Imagine you are querying a data source via an SPARQL endpoint and you want to know if the underlying representation of this data source is OWL or RDF/XML. Is there anyway that you would be able to do that via a SPARQL query? My personal line of thought was to write a query that uses one of the OWL properties and see if that returns any result, however the disadvantage of using such approach is that if you use an OWL property that doesn't appear in the data source even if the underlying representation is OWL you would not get a response. The assumption here is that your don't have access to the schema.
问题:
回答1:
I think an interesting approach to this would be to write a query that gets all the triples that involve some of the reserved URIs for the schema languages that you're concerned with, which should hopefully give you the schema or ontology. E.g., §2.4 IRIs from the OWL specification gives a list of reserved IRIs for OWL. A query like this would hopefully give you most of the information that you need:
prefix rdf: <http://www.w3.org/1999/02/22-rdf-syntax-ns#>
prefix rdfs: <http://www.w3.org/2000/01/rdf-schema#>
prefix xsd: <http://www.w3.org/2001/XMLSchema#>
prefix owl: <http://www.w3.org/2002/07/owl#>
construct { ?s ?p ?o }
where {
values ?res {
owl:backwardCompatibleWith owl:bottomDataProperty owl:bottomObjectProperty owl:deprecated owl:incompatibleWith
owl:Nothing owl:priorVersion owl:rational owl:real owl:versionInfo
owl:Thing owl:topDataProperty owl:topObjectProperty rdf:langRange rdf:PlainLiteral
rdf:XMLLiteral rdfs:comment rdfs:isDefinedBy rdfs:label rdfs:Literal
rdfs:seeAlso xsd:anyURI xsd:base64Binary xsd:boolean xsd:byte
xsd:dateTime xsd:dateTimeStamp xsd:decimal xsd:double xsd:float
xsd:hexBinary xsd:int xsd:integer xsd:language xsd:length
xsd:long xsd:maxExclusive xsd:maxInclusive xsd:maxLength xsd:minExclusive
xsd:minInclusive xsd:minLength xsd:Name xsd:NCName xsd:negativeInteger
xsd:NMTOKEN xsd:nonNegativeInteger xsd:nonPositiveInteger xsd:normalizedString xsd:pattern
xsd:positiveInteger xsd:short xsd:string xsd:token xsd:unsignedByte
xsd:unsignedInt xsd:unsignedLong xsd:unsignedShort
}
{ ?res ?p ?o . bind( ?res as ?s ) } union
{ ?s ?res ?o . bind( ?res as ?p ) } union
{ ?s ?p ?res . bind( ?res as ?o ) }
}
Similarly, you might use one like this the following for extracting RDFS schemata. The list of reserved properties here is based on §6. RDF Schema summary (Informative) from the RDFS recommendation. I removed rdf:type
, though, because there'd always be lots of it.

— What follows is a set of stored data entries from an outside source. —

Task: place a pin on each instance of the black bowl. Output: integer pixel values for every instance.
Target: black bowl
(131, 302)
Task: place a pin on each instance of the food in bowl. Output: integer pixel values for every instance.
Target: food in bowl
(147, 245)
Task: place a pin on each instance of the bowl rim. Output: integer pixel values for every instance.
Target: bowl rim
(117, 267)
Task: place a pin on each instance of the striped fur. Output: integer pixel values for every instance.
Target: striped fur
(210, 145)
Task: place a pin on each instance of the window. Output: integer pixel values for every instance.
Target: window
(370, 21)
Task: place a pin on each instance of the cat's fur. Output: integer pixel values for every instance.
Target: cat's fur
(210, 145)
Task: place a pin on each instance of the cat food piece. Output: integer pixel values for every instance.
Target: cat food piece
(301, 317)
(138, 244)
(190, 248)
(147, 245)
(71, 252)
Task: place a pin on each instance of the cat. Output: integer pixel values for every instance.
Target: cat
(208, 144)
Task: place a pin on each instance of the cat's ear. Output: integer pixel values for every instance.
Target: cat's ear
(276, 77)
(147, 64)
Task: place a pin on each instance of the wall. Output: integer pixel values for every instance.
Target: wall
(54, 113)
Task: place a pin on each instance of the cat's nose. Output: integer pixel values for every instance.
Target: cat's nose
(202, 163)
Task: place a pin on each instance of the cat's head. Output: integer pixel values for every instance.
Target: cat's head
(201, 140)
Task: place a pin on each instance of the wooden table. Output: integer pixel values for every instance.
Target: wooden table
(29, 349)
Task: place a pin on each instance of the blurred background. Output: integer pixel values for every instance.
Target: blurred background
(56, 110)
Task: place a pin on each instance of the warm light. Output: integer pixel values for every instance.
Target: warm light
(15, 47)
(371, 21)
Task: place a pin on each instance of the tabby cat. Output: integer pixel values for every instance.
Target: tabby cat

prefix rdf: <http://www.w3.org/1999/02/22-rdf-syntax-ns#>
prefix rdfs: <http://www.w3.org/2000/01/rdf-schema#>
prefix xsd: <http://www.w3.org/2001/XMLSchema#>
prefix owl: <http://www.w3.org/2002/07/owl#>
construct { ?s ?p ?o }
where {
values ?res {
rdfs:Resource rdfs:Literal rdf:XMLLiteral rdfs:Class rdf:Property
rdfs:Datatype rdf:Statement rdf:Bag rdf:Seq rdf:Alt rdfs:Container
rdfs:ContainerMembershipProperty rdf:List rdfs:subClassOf
rdfs:subPropertyOf rdfs:domain rdfs:range rdfs:label rdfs:comment
rdfs:member rdf:first rdf:rest rdfs:seeAlso rdfs:isDefinedBy
rdf:value rdf:subject rdf:predicate rdf:object
}
{ ?res ?p ?o . bind( ?res as ?s ) } union
{ ?s ?res ?o . bind( ?res as ?p ) } union
{ ?s ?p ?res . bind( ?res as ?o ) }
}
If you run both of these queries against a dataset you can probably make an educated guess about how the data is structured. Note that many of the RDFS properties are also used by OWL, so a rough heuristic might be:
- If the OWL query returns significantly more information than the RDFS query, then the data probably uses an OWL ontology; otherwise, it probably uses an RDFS schema (or no schema at all).